SCEC Award Number 14113 View PDF
Proposal Category Collaborative Proposal (Integration and Theory)
Proposal Title Estimating Fault Zone Properties From Seismic Fault Zone Trapped Noise
Investigator(s)
Name Organization
Gregor Hillers Université Joseph Fourier, Grenoble (France) Yehuda Ben-Zion University of Southern California
Other Participants
SCEC Priorities 1a, 4b, 6a SCEC Groups Seismology, FARM, USR
Report Due Date 03/15/2015 Date Report Submitted N/A
Project Abstract
We discovered a new type of seismological signature, fault zone trapped noise (Hillers et al. 2014), that extends the range of previously known ballistic fault zone waves. Analyzing data from the Calico field experiment we studied the interaction of the ambient seismic wavefield with a fault zone environment; we showed that the high-frequency wavefield in the fault differs from the field in the adjacent crust. Noise within the fault is characterized by significantly increased isotropy, which indicates that randomization of propagation directions is more efficient, and energy can be considered as trapped. We showed that conditions controlling the emergence of seismic fault zone trapped noise have less limitations compared to trapped ballistic waves. We proposed to investigate the potential of the correlation field associated with trapped noise to provide a high resolution tool for imaging the internal structure (dimensions, seismic velocity, attenuation, continuity) of fault damage zones, in analogy to properties of fault zone trapped waves (e.g., Li et al., 1990, 1994; Ben-Zion et al., 2003; Lewis et al., 2005). We construct noise correlation functions from the scattered seismic wavefield recorded by a spatially dense array with >1100 vertical-component nodes centered on the Clark segment of the San Jacinto Fault Zone southeast of Anza (BenZion et al., 2015). Based on estimates of the similarity of causal and acausal waveforms we assess the noise correlation symmetry, which is an indicator of noise wavefield isotropy. Spatial distributions of similarity and hence isotropy markers can be indicative of trapping and waveguiding structures.

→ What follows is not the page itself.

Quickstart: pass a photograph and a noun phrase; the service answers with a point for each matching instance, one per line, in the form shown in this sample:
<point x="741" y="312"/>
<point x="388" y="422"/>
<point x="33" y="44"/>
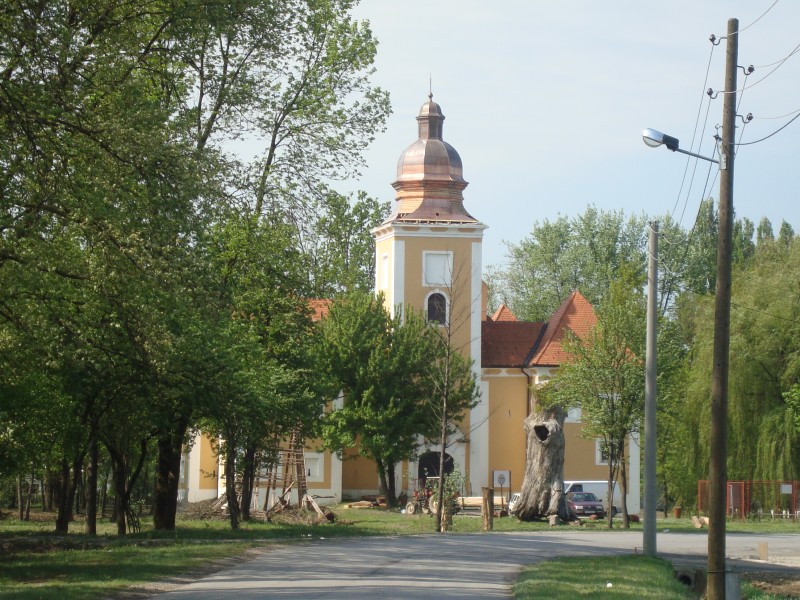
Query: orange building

Intellectual Merit Fault zone trapped noise has only recently been discovered and described. Additional analyses targeting manifestations of this signature help to assess the generality of its occurrence, and its applicability for fault zone imaging.
Broader Impacts The study constitutes a novel approach to analyze noise correlation functions constructed from data collected by a very dense array, a configuration that many regard as a blueprint for future seismological investigations. Our symmetry analysis targets systematic wavefield variations occurring in fault zone environments. Results can yield images of mechanically important waveguide units associated with low velocity fault damage zones.

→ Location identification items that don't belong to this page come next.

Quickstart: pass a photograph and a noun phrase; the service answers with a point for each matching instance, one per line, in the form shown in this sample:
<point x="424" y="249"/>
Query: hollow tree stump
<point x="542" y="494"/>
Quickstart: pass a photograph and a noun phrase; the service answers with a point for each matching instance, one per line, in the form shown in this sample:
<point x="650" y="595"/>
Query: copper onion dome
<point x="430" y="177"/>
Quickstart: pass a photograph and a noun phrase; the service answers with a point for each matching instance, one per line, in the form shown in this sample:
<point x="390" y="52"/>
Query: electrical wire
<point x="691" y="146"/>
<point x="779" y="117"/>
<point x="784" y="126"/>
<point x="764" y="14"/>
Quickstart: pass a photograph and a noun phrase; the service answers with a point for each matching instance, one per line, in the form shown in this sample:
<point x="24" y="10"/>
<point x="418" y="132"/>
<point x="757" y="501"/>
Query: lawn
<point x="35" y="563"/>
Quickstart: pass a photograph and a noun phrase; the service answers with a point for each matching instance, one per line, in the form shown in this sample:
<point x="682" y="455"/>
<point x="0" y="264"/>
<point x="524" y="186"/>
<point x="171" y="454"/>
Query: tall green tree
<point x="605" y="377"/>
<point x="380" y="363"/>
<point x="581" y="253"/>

Exemplary Figure Figure 4. Frequency dependence (top to bottom) of the cross-correlation waveform similarity estimator based on coherent energy in the spectral domain. The x-axis corresponds to the fault-normal position of the reference station. The y-axis is the absolute distance between a correlation station pair. The z-axis is the magnitude of the estimator. At high frequencies (bottom row) low far field values indicate a propagation barrier around fault normal distance 0.2 and 0.4 km.